The Flea on the Magnetic Elephant
Pavel Exner, Léo Morin
TL;DR
This work analyzes a $2$-D magnetic Laplacian with two radial wells and shows that the bottom of the spectrum is governed by tunneling between the wells. By reducing the problem to a $2\times 2$ interaction matrix through quasimodes, the authors establish an explicit exponentially small coupling $w$ that determines whether the two lowest states are delocalized across both wells or localized dominantly in a single well. They also prove a magnetic version of the flea-on-the-elephant phenomenon: a tiny, exponentially small symmetry-breaking perturbation can force eigenfunctions to localize strongly in one well, with precise thresholds given by the scales $S$ and $I_0$. The results extend magnetic tunneling theory for radial wells and provide rigorous asymptotics for the bottom spectrum under small perturbations, highlighting a purely magnetic mechanism for localization switching with potential applications in quantum devices.
Abstract
We investigate a two-dimensional magnetic Laplacian with two radially symmetric magnetic wells.
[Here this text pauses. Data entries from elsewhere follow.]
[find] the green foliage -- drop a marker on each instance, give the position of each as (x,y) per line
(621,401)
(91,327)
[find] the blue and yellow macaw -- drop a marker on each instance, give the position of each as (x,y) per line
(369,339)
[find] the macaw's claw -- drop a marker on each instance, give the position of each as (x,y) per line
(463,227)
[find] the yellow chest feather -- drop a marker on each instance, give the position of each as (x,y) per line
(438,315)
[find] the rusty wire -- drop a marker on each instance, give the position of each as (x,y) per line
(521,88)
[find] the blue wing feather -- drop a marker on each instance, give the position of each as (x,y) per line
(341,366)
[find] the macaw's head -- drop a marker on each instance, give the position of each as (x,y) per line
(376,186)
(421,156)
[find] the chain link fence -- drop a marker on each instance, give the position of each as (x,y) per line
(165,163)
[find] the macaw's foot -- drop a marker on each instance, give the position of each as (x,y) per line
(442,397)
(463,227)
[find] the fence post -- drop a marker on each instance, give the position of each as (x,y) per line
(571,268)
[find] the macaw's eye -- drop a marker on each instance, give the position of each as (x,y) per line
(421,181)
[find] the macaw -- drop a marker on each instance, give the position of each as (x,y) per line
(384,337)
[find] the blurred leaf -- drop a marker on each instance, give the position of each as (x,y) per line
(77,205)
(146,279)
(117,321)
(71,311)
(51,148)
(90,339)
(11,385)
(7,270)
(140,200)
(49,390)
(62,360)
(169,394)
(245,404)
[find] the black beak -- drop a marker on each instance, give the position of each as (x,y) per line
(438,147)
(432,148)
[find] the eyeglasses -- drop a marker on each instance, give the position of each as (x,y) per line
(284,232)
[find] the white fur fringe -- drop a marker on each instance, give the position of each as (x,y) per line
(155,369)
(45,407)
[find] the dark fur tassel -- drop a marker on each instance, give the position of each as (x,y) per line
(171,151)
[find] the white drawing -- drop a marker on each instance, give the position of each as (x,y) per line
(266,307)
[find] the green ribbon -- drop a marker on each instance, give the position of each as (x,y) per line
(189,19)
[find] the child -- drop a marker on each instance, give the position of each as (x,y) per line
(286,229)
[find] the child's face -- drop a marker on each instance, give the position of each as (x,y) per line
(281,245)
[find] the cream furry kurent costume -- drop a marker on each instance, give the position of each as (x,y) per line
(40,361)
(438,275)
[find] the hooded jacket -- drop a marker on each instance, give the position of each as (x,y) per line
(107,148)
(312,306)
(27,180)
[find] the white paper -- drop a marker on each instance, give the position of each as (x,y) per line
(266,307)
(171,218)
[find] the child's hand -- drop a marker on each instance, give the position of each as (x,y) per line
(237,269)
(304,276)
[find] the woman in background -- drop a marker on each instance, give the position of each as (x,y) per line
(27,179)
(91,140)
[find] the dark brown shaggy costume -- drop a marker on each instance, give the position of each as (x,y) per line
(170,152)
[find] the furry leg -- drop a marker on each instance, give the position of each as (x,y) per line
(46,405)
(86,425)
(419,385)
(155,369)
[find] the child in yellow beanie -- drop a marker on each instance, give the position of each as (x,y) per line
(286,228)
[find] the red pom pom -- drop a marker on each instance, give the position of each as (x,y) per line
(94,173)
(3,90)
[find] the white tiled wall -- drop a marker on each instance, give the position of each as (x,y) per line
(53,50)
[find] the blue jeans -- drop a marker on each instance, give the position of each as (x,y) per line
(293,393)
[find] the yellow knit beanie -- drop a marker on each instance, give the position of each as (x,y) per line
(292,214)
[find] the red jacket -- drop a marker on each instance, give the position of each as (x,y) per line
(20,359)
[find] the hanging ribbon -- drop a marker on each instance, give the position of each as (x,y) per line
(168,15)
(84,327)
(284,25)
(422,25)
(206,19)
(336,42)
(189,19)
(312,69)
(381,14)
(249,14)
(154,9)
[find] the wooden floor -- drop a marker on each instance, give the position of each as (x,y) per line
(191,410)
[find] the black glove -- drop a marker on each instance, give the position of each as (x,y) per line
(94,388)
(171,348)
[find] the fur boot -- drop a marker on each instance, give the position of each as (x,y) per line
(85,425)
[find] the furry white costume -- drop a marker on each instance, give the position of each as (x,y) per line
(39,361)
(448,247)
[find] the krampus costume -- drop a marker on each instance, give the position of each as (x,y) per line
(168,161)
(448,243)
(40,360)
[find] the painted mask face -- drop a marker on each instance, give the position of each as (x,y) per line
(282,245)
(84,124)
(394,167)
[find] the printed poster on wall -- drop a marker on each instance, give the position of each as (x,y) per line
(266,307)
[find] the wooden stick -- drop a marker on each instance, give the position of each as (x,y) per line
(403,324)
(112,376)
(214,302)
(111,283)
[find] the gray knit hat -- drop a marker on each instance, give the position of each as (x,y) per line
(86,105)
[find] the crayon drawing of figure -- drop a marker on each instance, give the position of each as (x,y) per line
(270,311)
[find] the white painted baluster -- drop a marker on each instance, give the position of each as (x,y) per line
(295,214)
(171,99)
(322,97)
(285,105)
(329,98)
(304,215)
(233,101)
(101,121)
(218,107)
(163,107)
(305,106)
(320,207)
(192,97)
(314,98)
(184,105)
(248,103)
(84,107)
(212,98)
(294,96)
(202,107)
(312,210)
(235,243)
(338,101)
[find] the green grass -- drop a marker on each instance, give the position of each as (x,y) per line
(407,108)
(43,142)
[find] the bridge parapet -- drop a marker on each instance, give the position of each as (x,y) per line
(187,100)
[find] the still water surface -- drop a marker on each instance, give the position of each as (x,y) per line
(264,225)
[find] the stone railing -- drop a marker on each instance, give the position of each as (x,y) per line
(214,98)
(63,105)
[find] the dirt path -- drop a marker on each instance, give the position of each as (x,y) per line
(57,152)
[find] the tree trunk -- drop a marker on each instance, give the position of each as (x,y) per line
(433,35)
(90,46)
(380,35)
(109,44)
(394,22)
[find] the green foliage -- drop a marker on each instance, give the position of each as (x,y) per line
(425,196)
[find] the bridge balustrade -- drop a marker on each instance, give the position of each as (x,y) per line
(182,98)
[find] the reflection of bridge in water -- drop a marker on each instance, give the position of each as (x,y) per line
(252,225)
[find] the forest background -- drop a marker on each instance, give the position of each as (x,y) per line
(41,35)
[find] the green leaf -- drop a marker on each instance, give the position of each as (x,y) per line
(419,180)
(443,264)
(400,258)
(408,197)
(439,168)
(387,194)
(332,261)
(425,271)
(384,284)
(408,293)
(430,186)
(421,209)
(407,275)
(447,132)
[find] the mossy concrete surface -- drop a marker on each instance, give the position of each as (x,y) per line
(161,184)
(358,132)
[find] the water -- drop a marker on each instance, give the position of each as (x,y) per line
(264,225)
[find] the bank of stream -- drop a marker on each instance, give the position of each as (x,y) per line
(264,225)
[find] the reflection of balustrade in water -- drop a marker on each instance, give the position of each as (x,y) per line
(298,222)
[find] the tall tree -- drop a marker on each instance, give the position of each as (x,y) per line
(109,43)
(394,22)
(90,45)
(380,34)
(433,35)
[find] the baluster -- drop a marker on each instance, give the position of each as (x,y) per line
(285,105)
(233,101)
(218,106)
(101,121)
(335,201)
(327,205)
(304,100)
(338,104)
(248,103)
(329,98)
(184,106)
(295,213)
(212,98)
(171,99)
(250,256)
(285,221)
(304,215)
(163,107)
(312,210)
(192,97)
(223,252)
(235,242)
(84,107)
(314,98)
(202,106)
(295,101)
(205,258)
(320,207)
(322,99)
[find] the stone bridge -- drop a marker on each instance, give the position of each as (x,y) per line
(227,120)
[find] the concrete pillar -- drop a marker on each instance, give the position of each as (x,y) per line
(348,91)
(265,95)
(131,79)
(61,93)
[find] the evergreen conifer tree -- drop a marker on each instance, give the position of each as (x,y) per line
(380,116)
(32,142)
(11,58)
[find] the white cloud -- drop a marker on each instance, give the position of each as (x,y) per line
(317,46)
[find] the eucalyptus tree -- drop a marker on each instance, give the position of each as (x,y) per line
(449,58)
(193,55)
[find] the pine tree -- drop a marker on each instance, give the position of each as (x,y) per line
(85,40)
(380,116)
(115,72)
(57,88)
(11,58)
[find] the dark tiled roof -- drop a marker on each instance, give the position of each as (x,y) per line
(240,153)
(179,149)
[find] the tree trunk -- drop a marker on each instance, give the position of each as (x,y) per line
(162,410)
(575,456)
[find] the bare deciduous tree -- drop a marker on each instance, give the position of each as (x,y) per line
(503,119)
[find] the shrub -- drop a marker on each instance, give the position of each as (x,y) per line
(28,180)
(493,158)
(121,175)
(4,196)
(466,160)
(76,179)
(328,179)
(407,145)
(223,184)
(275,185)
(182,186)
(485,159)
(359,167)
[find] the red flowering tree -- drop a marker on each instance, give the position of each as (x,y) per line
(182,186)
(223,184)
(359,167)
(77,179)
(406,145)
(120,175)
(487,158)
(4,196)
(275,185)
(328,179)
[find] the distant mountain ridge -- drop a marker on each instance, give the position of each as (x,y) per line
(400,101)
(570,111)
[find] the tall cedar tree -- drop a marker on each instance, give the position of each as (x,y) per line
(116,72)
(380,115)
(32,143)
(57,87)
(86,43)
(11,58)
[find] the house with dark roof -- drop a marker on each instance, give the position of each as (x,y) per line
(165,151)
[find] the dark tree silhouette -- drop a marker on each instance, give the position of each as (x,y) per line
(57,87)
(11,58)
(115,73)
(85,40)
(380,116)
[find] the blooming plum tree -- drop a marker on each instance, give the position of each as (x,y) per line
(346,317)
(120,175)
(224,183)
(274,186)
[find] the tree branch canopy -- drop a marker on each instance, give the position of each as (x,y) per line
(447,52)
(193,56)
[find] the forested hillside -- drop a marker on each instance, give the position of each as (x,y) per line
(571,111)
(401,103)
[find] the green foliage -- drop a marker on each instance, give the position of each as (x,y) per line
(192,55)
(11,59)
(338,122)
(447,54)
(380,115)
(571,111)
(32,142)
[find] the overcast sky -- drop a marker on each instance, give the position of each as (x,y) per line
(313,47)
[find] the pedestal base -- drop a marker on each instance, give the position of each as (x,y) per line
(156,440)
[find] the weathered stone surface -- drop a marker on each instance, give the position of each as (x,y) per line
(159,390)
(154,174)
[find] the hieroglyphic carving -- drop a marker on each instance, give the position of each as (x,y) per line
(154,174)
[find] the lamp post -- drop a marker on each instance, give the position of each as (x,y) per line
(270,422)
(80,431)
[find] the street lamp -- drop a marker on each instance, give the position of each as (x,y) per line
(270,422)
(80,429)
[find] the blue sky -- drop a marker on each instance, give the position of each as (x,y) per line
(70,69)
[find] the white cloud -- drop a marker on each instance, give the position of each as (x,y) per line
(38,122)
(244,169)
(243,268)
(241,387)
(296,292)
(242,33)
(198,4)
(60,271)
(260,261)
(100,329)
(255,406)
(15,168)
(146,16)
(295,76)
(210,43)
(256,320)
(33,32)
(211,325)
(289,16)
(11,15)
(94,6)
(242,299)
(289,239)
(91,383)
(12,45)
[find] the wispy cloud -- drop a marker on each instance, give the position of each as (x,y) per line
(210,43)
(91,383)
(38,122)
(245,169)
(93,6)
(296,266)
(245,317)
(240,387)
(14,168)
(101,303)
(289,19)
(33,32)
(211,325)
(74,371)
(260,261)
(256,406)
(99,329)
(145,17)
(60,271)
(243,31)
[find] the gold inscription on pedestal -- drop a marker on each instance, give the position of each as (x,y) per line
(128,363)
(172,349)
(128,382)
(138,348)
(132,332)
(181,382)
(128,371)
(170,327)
Its spectral properties are determined by the tunneling between them. If the tunneling is weak and the wells are mirror symmetric, the two lowest eigenfunctions are localized in both wells being distributed roughly equally. In this note we show that an exponentially small symmetry violation can in this situation have a dramatic effect, making each of the eigenfunctions localized dominantly in one well only. This is reminiscent of the `flea on the elephant' effect for Schrödinger operators; our result shows that it has a purely magnetic counterpart.